Tout d'abord, nous vous invitons à consulter le site du SNE qui détaille la réglementation à laquelle les éditeurs sont soumis :
Extrait
L’éditeur est soumis à certaines dispositions de la loi sur la presse du 29 juillet 1881, laquelle définit les libertés et responsabilités de la presse française et impose un cadre légal à toute publication.
Les articles 23 à 41-1 intéressent particulièrement la profession. Ces articles prévoient la répression des crimes et délits commis par la voie de la presse ou tout autre mode de publication. Parmi eux, l’article 29 définit ce qu’est un acte de diffamation et un acte d’injure.
Source : Règlementation. SNE
Pour connaître le contenu exact des articles 23 à 41, nous vous invitons à consulter la Loi du 29 juillet 1881 sur la liberté de la presse qui vous l'aurez compris concerne tous les éditeurs (presse ou livres).
Emmanuel Pierrat les expose également dans un article de blog :
L’article 23 de la loi de 1881 réprime les provocations aux crimes et délits, quels qu’ils soient, « si la provocation a été suivie d’effet ». En revanche, l’article 24 de la même loi n’exige pas, pour certaines provocations, qu’elles aient été suivies d’effet pour que leurs auteurs soient poursuivis.
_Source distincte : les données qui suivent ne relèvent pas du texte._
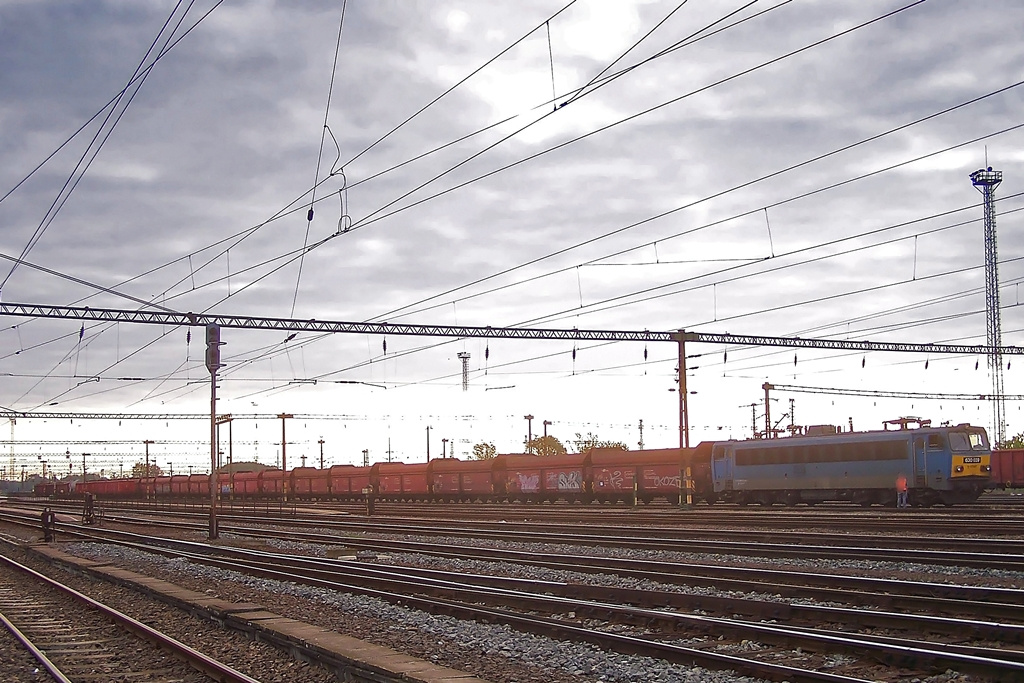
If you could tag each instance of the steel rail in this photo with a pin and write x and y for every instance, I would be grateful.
(39, 655)
(650, 598)
(194, 657)
(1003, 553)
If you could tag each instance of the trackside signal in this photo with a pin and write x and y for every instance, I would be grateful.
(213, 345)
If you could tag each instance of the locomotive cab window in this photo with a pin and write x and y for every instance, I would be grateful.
(958, 441)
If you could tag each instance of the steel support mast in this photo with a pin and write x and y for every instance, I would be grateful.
(986, 180)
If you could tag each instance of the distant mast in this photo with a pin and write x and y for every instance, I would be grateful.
(986, 180)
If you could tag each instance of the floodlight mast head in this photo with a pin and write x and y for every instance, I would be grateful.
(986, 177)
Sont également répréhensibles, selon le même texte, la simple apologie de ces crimes et délits spécifiques, ainsi que celle des crimes de guerre, des crimes contre l’humanité ou crimes et délits de collaboration avec l’ennemi. Enfin, l’article 24 vise les provocations « à la discrimination, à la haine ou à la violence à l’égard d’une personne ou d’un groupe de personnes à raison de leur origine ou de leur appartenance ou de leur non-appartenance à une ethnie, une nation, une race ou une religion déterminée », que ces provocations soient suivies d’effet ou non.
C’est à l’article 29 de la loi de 1881 que sont définies la diffamation et l’injure : « Toute allégation ou imputation d’un fait qui porte atteinte à l’honneur ou à la considération de la personne ou du corps auquel le fait est imputé est une diffamation. La publication directe ou par voie de reproduction de cette allégation ou de cette imputation est punissable, même si elle est faite sous forme dubitative ou si elle vise une personne ou un corps non expressément nommés, mais dont l’identification est rendue possible par les termes des discours, cris, menaces, écrits ou imprimés, placards ou affiches incriminés. Toute expression outrageante, termes de mépris ou invective qui ne renferme l’imputation d’aucun fait est une injure. »[...]
Le sexisme et l’homophobie sont, depuis fin 2004, visés par la loi de 1881. Soulignons aussi que l’article 32 de la loi du 29 juillet 1881 sanctionne la diffamation envers « une personne ou un groupe de personnes à raison de leur origine ou de leur appartenance ou non-appartenance à une ethnie, une nation, une race ou une religion déterminée ».
Et depuis la loi Egalité et Citoyenneté, le texte vise en sus du sexe ou de « l’orientation sexuelle », l’ « identité de genre ».
Source : La Loi du 29 juillet 1881 plie... mais résiste! Emmanuel Pierrat. Livres-Hebdo, 03-03-2017
Vous pourrez consulter également les ouvrages suivants :
A notre connaissance, il n'existe pas de réglementation obligeant les éditeurs à indiquer sur une publication qu'elle s'adresse exclusivement à un public majeur. Ce sont souvent les médiateurs du livre (bibliothécaires ou libraires) qui prennent la responsabilité de rendre des publications plus ou moins accessibles.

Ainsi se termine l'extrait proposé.